Farheekhtegan
- Type: Daily newspaper - Online
- Format: Broadsheet
- Owner: Islamic Azad University
- Editor-in-chief: Ali Khezrian
- Editor: Mohammad Amin Imanjani
- Founded: 20 May 2009
- Language: Persian
- Headquarters: Tehran
- Price: 20,000 IR 30,000 IR (Tehran only)
- ISSN: 2008-4765
- Website: farhikhtegandaily.com

= Farheekhtegan =

Iranian newspaper

Farheekhtegan (فرهیختگان, "Intellectuals"; /fa/) is a national Iranian Persian-language newspaper. With ISSN 2008-4765 and OCLC Number 433127552, the newspaper is focused on academic, cultural, political, social, economic and sports news.

== History ==
Farheekhtegan was first published in April 1993 as a weekly magazine, mainly covering the news around the Islamic Azad University.

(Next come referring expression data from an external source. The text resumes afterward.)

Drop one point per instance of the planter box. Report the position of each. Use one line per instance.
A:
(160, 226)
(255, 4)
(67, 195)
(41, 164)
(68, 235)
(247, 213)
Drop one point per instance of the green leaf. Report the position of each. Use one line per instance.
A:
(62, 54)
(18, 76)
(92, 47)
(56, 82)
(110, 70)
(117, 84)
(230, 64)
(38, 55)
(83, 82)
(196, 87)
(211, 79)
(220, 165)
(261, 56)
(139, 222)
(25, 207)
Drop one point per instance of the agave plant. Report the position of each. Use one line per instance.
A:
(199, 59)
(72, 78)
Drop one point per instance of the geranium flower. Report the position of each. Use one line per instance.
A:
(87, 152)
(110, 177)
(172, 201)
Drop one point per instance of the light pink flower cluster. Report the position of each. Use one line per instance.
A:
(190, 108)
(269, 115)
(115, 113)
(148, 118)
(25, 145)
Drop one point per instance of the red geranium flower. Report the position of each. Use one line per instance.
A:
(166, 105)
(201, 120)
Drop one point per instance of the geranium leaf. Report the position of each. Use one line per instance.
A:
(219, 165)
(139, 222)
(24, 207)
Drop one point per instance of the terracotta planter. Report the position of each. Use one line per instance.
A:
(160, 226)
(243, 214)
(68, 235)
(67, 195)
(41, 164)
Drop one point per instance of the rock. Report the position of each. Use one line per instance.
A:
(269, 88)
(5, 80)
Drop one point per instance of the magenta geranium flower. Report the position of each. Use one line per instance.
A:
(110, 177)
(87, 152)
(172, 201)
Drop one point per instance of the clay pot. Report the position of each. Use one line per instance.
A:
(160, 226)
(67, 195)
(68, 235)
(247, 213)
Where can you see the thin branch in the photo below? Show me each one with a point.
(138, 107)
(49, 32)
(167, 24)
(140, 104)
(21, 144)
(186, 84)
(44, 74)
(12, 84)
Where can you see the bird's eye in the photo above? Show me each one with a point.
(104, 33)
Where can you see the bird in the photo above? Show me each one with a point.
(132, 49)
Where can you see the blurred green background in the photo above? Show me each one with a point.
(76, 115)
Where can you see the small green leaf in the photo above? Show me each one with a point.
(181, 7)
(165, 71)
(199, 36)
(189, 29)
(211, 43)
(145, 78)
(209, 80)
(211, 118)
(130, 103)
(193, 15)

On 20 May 2009, Farheekhtegan, then evolved to a daily newspaper, came out to the kiosks around Iran for the first time. The newspaper continued daily publication in Persian language since then and occasionally was also published in English.

== Circulation ==
In addition to the typical Iranian distribution system of written materials through the kiosks and libraries in Tehran and other major cities, Farheekhtegan also enjoys a dedicated circulation system among Islamic Azad University branches around the country.